I found the growing romance between Kedric and Myia, once they were able to admit their mutual attraction, quite beautiful. Fawcett is someone who is able to not only convey the evident physical passion, with some steamy encounters, but also the soul-deep quality of true love. Wait for the description of Miya's dance for Kedric. Quite a highlight within the story. It was wonderful to see the return of Max and Addy from book one and to catch up on their lives too.
The concept that someone, a shaman-in-training, who could mitigate the aggressiveness that causes war and the desire to harm others was quite beautiful. I could only wish that we could duplicate that, in truth, in this world too. For those of us looking to role models, Gandhi and the Dalai Lama, among other spiritual leaders spring to mind. Perhaps we should all take a few moments each day to contemplate that. (I think Myia's soul healing ways transcended the page!)

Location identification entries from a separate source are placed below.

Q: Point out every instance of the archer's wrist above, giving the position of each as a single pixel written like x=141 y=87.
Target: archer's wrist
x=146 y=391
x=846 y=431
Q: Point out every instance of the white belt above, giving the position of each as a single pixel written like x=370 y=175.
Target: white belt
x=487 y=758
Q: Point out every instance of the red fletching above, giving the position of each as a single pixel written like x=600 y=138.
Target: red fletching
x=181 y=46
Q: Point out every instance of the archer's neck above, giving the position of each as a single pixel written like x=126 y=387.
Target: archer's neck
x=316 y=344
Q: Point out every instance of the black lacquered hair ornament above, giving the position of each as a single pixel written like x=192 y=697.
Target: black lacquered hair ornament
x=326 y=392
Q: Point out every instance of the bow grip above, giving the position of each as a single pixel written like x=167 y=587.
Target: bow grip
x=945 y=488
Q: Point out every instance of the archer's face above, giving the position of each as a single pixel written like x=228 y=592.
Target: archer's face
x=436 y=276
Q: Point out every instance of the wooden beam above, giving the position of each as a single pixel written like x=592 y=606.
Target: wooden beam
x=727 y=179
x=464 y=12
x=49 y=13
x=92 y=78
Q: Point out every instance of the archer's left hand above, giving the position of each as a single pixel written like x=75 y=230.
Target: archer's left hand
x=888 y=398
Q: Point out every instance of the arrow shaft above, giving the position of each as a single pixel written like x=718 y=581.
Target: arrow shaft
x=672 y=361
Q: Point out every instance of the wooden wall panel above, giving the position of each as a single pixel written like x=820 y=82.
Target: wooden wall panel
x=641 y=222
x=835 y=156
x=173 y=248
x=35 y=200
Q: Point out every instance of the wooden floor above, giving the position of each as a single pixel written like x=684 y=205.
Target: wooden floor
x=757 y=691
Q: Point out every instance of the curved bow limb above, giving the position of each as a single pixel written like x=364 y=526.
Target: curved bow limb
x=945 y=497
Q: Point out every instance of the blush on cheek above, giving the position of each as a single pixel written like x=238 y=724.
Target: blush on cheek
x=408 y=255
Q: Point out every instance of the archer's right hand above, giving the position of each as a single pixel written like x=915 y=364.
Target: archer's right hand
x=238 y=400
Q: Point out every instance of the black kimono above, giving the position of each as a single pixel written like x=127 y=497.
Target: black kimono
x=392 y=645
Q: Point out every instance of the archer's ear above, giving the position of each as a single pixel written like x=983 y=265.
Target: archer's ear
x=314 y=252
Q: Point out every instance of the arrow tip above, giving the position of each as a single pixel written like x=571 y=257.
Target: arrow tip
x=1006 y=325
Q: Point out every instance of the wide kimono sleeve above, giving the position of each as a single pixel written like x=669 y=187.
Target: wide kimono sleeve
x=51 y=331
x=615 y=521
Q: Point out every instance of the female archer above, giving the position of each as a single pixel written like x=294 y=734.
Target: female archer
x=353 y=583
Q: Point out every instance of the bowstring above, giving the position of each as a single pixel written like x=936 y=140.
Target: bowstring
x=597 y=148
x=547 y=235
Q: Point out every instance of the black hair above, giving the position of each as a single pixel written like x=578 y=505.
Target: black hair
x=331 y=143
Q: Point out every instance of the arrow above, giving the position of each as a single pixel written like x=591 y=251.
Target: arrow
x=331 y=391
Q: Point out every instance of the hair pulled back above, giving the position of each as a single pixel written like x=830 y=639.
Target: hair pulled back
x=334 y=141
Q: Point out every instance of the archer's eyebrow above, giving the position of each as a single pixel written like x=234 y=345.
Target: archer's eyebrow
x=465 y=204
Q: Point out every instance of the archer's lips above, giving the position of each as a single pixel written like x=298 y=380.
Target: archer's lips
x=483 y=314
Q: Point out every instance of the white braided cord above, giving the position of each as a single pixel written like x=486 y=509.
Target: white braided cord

I deeply admire Fawcett's ability to create and instill this world of Hyborea with life and a reality that jumps through the page. This really was a story I could not put down and now just want to read more, more, more from this new - and highly talented - writer.
So, in conclusion, I will highly recommend that if you like fantasy, paranormal, and/or historical romance (yes, there is a historical element to these books too), or just a truly fabulous love story, that you add K.M. Fawcett's The Survival Race to your must-read list.
I'm awarding five stars to K.M. Fawcett's Fearless, a passionate, beautiful, and gripping fantasy romance.
Fab Fantasy Fiction
I received an eARC from the publisher through NetGalley for use in this review.